Tribunal de commerce de Montpellier, le 13 mars 2026, n°2025004779

Le tribunal de commerce de Montpellier, le 13 mars 2026, a ouvert une procédure de redressement judiciaire. Il a constaté l’état de cessation des paiements d’un entrepreneur individuel et a désigné les organes de la procédure. La décision précise les modalités pratiques de la période d’observation ouverte.

La constatation de l’état de cessation des paiements

La définition légale et son application concrète

Le tribunal rappelle la définition légale de la cessation des paiements. Il se réfère à l’impossibilité de faire face au passif exigible avec l’actif disponible. Cette application stricte de la loi garantit la sécurité juridique des procédures collectives. La formule est reprise de manière quasi identique dans une jurisprudence récente. « Attendu qu’en application de l’article L. 631-1 du Code de Commerce, l’état de cessation des paiements résulte de l’impossibilité dans laquelle se trouve le débiteur de faire face à son passif exigible au moyen de son actif disponible. » (Tribunal de commerce de commerce de Montpellier, le 13 mars 2026, n°2026005343)

L’appréciation souveraine des indices de l’état de cessation

Les juges fondent leur constatation sur les éléments du dossier. Ils relèvent que la situation financière répond à la définition légale. Cette appréciation in concreto relève du pouvoir souverain des juges du fond. Elle confirme une approche pragmatique et fondée sur les preuves. Une autre jurisprudence illustre cette méthode d’appréciation par les pièces du dossier. « ATTENDU que concernant le patrimoine professionnel […] il résulte des pièces produites […] qu’il se trouve dans l’impossibilité de faire face à son passif exigible avec son actif disponible » (Tribunal de commerce de Marseille, le 23 mars 2026, n°2026P00421)

Les conséquences procédurales de l’ouverture

Le prononcé du redressement et ses modalités immédiates

La constatation de la cessation des paiements entraîne l’ouverture d’un redressement judiciaire.
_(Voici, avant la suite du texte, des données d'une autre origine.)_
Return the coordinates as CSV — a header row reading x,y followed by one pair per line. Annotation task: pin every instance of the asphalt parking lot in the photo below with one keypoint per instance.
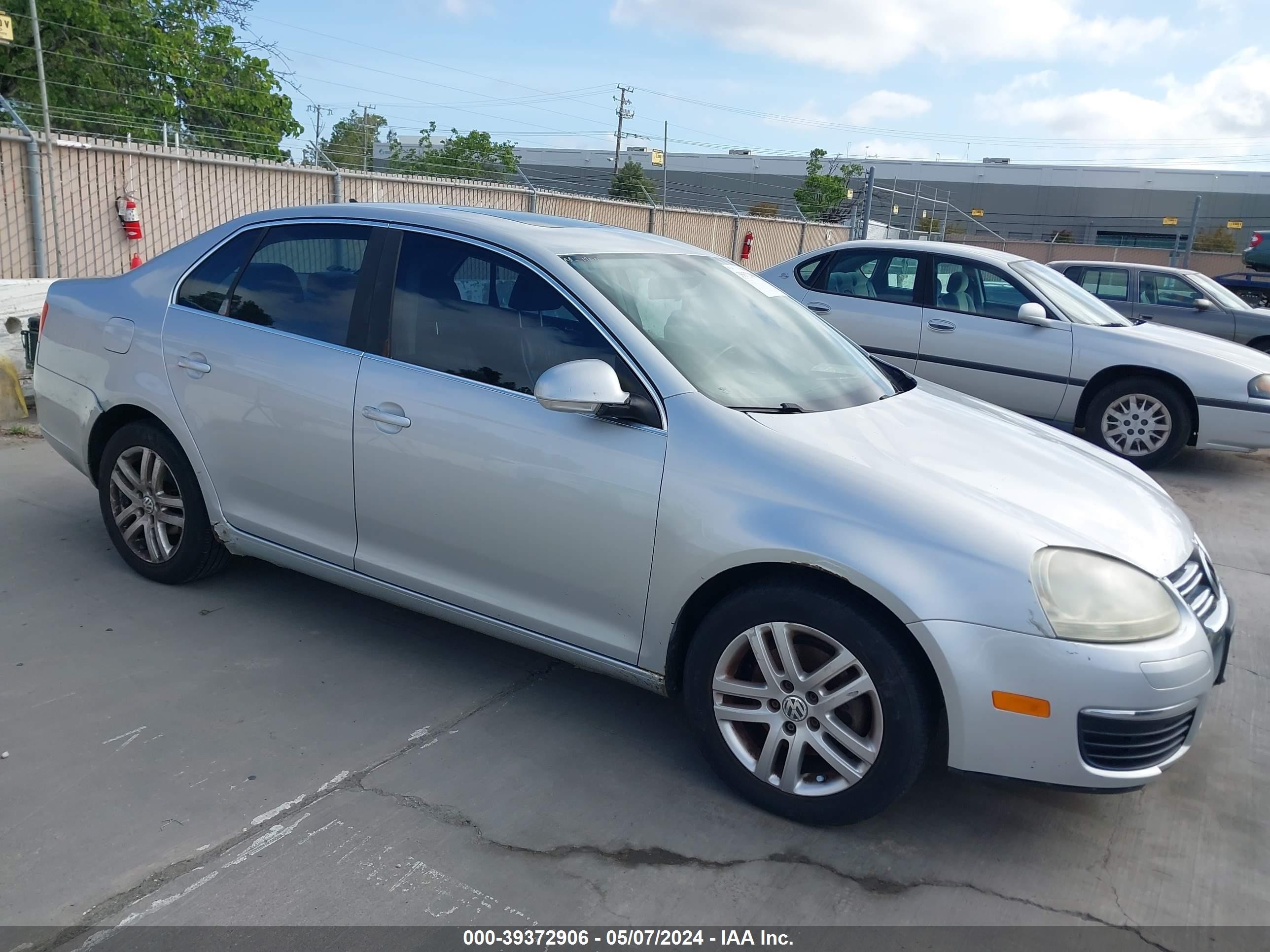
x,y
262,748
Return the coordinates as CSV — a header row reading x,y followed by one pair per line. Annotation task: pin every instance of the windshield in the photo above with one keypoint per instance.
x,y
736,338
1076,304
1217,294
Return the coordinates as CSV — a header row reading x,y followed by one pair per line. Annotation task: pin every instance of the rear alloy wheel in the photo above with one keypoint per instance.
x,y
1141,419
825,717
153,507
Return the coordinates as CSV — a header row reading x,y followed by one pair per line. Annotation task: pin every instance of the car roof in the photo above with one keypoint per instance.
x,y
548,234
957,248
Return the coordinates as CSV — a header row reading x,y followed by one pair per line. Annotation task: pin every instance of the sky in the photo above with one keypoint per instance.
x,y
1119,82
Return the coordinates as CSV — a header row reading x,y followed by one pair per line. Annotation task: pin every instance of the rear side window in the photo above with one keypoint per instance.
x,y
208,286
303,280
1108,283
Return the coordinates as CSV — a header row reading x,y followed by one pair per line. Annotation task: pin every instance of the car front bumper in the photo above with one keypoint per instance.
x,y
1233,426
1090,688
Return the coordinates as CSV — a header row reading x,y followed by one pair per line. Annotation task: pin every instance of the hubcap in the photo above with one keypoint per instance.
x,y
1137,424
797,709
146,504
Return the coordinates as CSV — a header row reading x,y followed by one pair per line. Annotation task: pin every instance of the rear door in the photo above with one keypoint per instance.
x,y
975,343
870,295
263,362
1170,299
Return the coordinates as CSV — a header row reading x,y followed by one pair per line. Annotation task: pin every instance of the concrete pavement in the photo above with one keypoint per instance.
x,y
261,748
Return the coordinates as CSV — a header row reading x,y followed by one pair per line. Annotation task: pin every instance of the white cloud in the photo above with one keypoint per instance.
x,y
865,36
1217,115
885,106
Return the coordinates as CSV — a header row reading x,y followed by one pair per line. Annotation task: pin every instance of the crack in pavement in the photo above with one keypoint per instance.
x,y
635,857
116,904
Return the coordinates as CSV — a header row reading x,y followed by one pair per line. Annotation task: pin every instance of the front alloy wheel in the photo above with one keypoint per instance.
x,y
1137,424
797,709
146,504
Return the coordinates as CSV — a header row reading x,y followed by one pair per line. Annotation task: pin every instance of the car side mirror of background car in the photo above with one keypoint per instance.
x,y
581,387
1033,314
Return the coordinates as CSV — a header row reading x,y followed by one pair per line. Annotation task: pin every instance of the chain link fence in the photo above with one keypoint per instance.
x,y
182,193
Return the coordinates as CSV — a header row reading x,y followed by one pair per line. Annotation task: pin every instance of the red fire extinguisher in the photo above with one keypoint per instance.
x,y
126,207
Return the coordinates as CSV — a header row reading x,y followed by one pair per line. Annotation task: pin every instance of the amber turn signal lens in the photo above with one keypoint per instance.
x,y
1020,704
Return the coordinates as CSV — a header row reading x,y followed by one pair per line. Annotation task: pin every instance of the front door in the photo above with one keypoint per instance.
x,y
870,295
1170,299
975,343
259,364
473,493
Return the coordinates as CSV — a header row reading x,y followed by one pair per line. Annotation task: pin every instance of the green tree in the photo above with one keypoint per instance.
x,y
352,140
1214,239
130,67
474,155
825,190
632,184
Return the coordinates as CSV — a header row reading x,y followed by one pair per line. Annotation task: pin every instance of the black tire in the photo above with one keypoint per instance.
x,y
888,657
199,552
1179,410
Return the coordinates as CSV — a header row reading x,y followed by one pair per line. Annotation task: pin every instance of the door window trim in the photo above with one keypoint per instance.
x,y
1033,298
382,315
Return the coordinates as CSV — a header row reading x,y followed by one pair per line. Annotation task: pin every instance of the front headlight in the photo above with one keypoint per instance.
x,y
1090,597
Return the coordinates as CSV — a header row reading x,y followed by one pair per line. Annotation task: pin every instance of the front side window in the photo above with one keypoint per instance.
x,y
850,273
1167,290
303,280
969,287
209,285
1108,283
475,314
740,340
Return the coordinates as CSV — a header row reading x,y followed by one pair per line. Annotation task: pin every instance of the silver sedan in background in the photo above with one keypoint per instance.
x,y
1017,333
640,459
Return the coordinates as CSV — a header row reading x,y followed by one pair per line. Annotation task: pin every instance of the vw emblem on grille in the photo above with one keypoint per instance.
x,y
794,709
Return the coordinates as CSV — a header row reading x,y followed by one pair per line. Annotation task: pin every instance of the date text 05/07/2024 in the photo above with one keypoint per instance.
x,y
502,938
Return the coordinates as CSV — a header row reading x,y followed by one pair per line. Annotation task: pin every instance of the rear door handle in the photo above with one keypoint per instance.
x,y
374,413
195,365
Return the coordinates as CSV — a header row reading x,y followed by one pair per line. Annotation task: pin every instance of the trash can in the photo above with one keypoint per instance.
x,y
31,340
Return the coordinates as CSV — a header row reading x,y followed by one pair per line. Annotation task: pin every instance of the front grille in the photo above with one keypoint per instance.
x,y
1197,584
1116,744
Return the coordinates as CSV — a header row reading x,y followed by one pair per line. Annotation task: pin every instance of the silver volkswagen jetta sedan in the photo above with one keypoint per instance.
x,y
640,459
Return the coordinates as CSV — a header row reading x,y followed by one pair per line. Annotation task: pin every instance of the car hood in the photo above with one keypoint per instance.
x,y
986,470
1194,343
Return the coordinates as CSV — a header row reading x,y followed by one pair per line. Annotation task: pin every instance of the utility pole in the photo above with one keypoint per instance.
x,y
49,135
366,135
1191,239
623,113
317,109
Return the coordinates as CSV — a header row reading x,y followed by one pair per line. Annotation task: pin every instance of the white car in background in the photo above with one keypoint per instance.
x,y
1015,333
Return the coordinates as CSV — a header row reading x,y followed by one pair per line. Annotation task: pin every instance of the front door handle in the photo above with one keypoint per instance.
x,y
195,365
374,413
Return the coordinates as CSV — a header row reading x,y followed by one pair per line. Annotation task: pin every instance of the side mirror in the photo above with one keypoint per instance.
x,y
1033,314
579,387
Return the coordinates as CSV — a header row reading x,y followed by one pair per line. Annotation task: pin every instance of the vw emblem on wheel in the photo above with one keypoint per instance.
x,y
794,709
Le tribunal applique alors l’article L. 631-7 du code de commerce. Cette mesure vise à permettre la sauvegarde de l’activité et l’apurement du passif. La décision organise immédiatement les premiers actes de la procédure. Elle désigne le juge-commissaire et le mandataire judiciaire sans délai.

L’organisation de la période d’observation et des droits des créanciers

Le tribunal fixe la durée de la période d’observation à six mois. Il convoque une audience pour statuer sur son issue à l’expiration de ce délai. Il invite également à la désignation d’un représentant des salariés dans un bref délai. Ces mesures assurent le déroulement ordonné de la procédure collective. Elles garantissent la protection des intérêts de l’ensemble des parties concernées.

Source : Cour de cassation – Base Open Data « Judilibre » & « Légifrance ».